Saturday, April 30, 2016

Work shouldn't hurt, Workers' Memorial Day

The bagpipes always get me,
and the bugle.
and the tolling of the bell.

April 28 is Workers' Memorial Day, the day we honor those who have died or been injured on the job or as a result of their work.
Workers hit by cars while repairing roads, police and military killed protecting us, firefighters while they rushed into buildings that the rest of us run from, workers like my brother in law Wayne who die from mesothelioma or asbestos from workplace exposure, teachers in first grade classes at Sandy Hook Elementary, nurses and other healthcare workers who face daily attacks while caring for others, and so many, many more.

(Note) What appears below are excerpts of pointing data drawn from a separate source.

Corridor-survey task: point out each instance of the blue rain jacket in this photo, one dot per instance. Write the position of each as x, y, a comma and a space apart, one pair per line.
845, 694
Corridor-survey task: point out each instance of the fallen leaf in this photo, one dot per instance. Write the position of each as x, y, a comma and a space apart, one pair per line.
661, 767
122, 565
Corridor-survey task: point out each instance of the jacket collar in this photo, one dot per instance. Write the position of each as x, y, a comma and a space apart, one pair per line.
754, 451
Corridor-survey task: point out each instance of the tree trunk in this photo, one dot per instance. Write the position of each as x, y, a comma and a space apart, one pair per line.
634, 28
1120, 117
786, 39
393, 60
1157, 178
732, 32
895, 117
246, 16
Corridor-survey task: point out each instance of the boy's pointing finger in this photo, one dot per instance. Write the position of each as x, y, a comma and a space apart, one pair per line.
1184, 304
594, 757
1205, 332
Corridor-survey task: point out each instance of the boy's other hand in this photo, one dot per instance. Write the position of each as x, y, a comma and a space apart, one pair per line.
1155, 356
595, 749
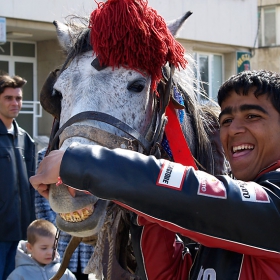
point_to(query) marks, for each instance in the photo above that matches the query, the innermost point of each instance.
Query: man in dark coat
(17, 164)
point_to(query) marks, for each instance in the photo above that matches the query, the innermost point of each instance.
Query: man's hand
(47, 173)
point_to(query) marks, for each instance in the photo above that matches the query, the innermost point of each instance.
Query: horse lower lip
(78, 215)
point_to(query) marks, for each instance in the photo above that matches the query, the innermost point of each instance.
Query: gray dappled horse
(116, 107)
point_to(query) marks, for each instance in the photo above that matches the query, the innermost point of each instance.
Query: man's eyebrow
(242, 108)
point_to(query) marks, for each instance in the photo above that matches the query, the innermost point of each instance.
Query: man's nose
(236, 127)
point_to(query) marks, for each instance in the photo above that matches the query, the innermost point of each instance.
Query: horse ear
(176, 24)
(64, 35)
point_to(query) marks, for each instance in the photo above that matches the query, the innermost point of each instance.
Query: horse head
(83, 85)
(113, 90)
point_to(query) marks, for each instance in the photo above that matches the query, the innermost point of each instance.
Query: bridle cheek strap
(176, 139)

As I stood in Bushnell Park in Hartford, waiting for the ceremony to begin, I knew the bagpipes and the bugle would get to me, they always do, They remind me of the sound of human crying.
As they rang the bell, over and over, once after each name was read, I asked myself the same question everyone else did....
Why?

When we spend resources, we make workplaces safer.
When we pass laws and regulations to make employers do the right thing, the safe thing, we make workplaces safer.
When we truly believe that every worker deserves to go home to their families at the end of their shift, we make workplaces safer.

But when we cave to the rhetoric that "times our tough' and that there is a "new economic reality" workers continue to be injured and die.

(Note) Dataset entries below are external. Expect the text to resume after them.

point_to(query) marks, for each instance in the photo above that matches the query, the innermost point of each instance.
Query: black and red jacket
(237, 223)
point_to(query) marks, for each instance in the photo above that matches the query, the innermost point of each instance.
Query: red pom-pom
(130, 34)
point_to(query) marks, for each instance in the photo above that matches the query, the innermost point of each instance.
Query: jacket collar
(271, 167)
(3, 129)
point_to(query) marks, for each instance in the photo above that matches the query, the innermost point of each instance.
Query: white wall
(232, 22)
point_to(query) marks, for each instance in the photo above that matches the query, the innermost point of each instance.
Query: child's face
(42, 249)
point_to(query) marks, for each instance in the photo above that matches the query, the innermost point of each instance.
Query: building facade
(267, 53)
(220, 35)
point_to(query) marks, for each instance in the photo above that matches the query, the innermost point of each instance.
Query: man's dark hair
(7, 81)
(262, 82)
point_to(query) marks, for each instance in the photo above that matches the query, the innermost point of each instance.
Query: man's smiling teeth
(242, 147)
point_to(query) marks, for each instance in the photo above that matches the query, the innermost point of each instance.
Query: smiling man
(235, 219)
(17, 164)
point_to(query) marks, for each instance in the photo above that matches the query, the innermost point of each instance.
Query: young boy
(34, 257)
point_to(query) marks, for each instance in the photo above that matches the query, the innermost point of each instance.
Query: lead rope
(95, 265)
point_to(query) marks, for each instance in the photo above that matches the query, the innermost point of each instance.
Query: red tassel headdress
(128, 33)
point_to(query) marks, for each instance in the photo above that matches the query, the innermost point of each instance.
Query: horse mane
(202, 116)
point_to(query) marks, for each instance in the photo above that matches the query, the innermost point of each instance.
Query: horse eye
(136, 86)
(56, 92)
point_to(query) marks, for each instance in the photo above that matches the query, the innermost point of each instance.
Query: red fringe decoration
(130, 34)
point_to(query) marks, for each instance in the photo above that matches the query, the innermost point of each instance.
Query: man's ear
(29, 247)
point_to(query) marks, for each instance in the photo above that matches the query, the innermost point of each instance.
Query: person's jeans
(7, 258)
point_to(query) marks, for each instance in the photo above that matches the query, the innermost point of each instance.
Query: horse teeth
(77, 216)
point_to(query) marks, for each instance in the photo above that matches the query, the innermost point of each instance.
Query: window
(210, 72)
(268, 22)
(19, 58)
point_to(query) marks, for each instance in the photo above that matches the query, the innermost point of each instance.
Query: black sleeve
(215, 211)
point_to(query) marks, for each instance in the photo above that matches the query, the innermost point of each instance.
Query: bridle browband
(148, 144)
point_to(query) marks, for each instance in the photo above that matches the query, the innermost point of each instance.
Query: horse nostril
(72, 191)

This is the richest country in the world.
Unemployment is at historical low rates.
Times are not "bad," times are good.

Our priorities are "bad."

We put profits before people.
We put "capitalism" and "free market" before people.
Corporations and the top !%  have, for the most part, no belief that they have an ethical responsibility towards mankind.

May 1 is International Workers' Day.
It is fitting it follows Workers' Memorial Day so quickly.
It is a day to realign our priorities, a day to examine our ethical responsibility and realize we are all in this together.
A day for workers to rededicate ourselves to the belief not in "a new economic reality" but in the belief that we are all sisters and brothers, in this together, with an ethical responsibility towards each other.